The man there had not noticed Eric. He was, instead, intent, with a long stick, on picking through the recyclable pizza boxes and packaging, plastic containers and other things that would be picked up and returned to a sorting depot. The man carefully collected a returnable bottle and placed it in a tattered sack on the ground. As he stood to return to his collection, he looked up and there was a brief space of time in which he and Eric acknowledged one another.
Eric looked at the plastic bag hanging from his fingers and then at the man. Taking a pull from his cigarette, he stepped from the entryway and into the cold wind holding up the bag.
“These are all returnable,” he said of the tightly packed contents.
“I can take them?” questioned the other.
“Sure you can. I usually just leave them behind the bin anyway.”
“That's you that leaves them out?”
Eric nodded and began to wonder at what might have driven this man to be doing what he was doing.
“Thank you, very, very much,” offered the other of what gratitude he had for the gesture and accepted the bulging plastic bag.
At the same time, Eric noticed how he tended to look down as though shying away from being spoken to – more used to being invisible. Eric took another drag from his cigarette and contemplated the fellow.
He was, in many regards, little different from Eric, himself – slightly shorter and broader, his coat showing that it had seen better days but, reasoned Eric, in the uncertainty of today, just about anyone can find themselves losing their security and be forced into a situation that, at any previous time in their life, would have been completely unforeseen.
“Not wanting to pry,” ventured Eric, while the other man stowed the returnables with his previous collection and then turned to face him again, “but I take it that things have got hard for you.”
The man continued to show his surprise in being addressed, as though, he had lost all expectation of being treated respectfully.
“Three years,” he said. “I can't find work anymore.” His despondency over the fact was patent. Eric nodded, remembering a period when, without being reduced to going through trash bins, he too had despaired of finding work.
“Are you still looking?” asked Eric, trying not to seem the Inquisitor. The man, rubbed his hands together – they were ruddied with cold – and then shoved them deep in the pockets of his coat. He looked at the ground and then at Eric. He shook his head. A cold drizzle had begun to fall.

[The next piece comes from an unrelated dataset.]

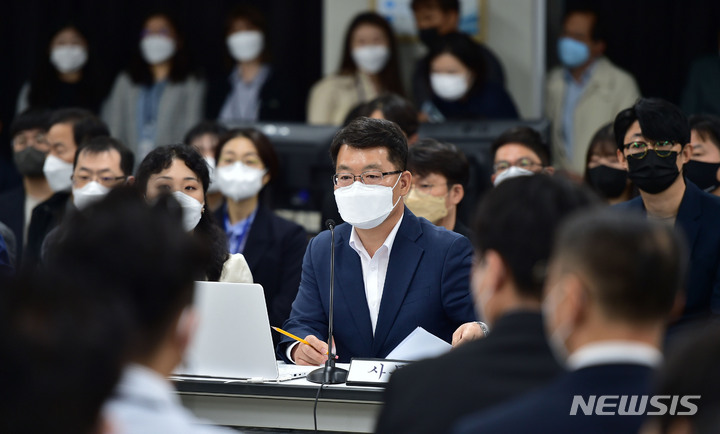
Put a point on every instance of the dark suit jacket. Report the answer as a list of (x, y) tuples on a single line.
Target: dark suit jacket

“Do you have a resume?” queried Eric. The essence of an idea began to form in his mind. He brushed some chilling mist from his forehead and took a last drag from his cigarette.
“I haven't updated it in a long time,” responded the man. “I know I should.”
Again, Eric had to identify with the implicit psychology that he was being presented. Unemployment – especially protracted unemployment – leads to a growing sense of futility; a sort of, 'if everyone rejects me, then why even bother' type of reasoning. He had been in it but managed, successfully, to fight through.
“I understand that,” offered Eric. “It gets hard to do.”
“It does,” accepted the man. He looked away again, pensive. In after thought, he added, “I was an accountant.” Eric decided to try.
“I'll make an offer to you,” he suggested. “If you meet me one day for a coffee, I will make you a new resume that will get you hired. I'm kinda good with words...” He trailed off, smiling.
The other man seemed uncomfortable and uncertain before the forthright stranger.
“What...,” he began, “do you do?”
“I'm a writer. I'm paid as a graphic artist,” responded Eric.
“Why would you do this for me?” The man looked at himself and then around, at the trash that had blown from the bins and then up toward the misting sky.
“That's simple,” answered Eric, frankly. “I believe that it is possible to make positive change in the lives of those around us. Maybe, I can help you this time. Another time, maybe you can help someone else.”
They agreed and the man was introduced as 'Greg'.
After promising to keep watching for Greg, Eric continued on his way to do his brief round of shopping. He was beginning to feel the dampness and cold seep into his body, but he knew that, behind him and continuing to go through trash bins, another man was far colder.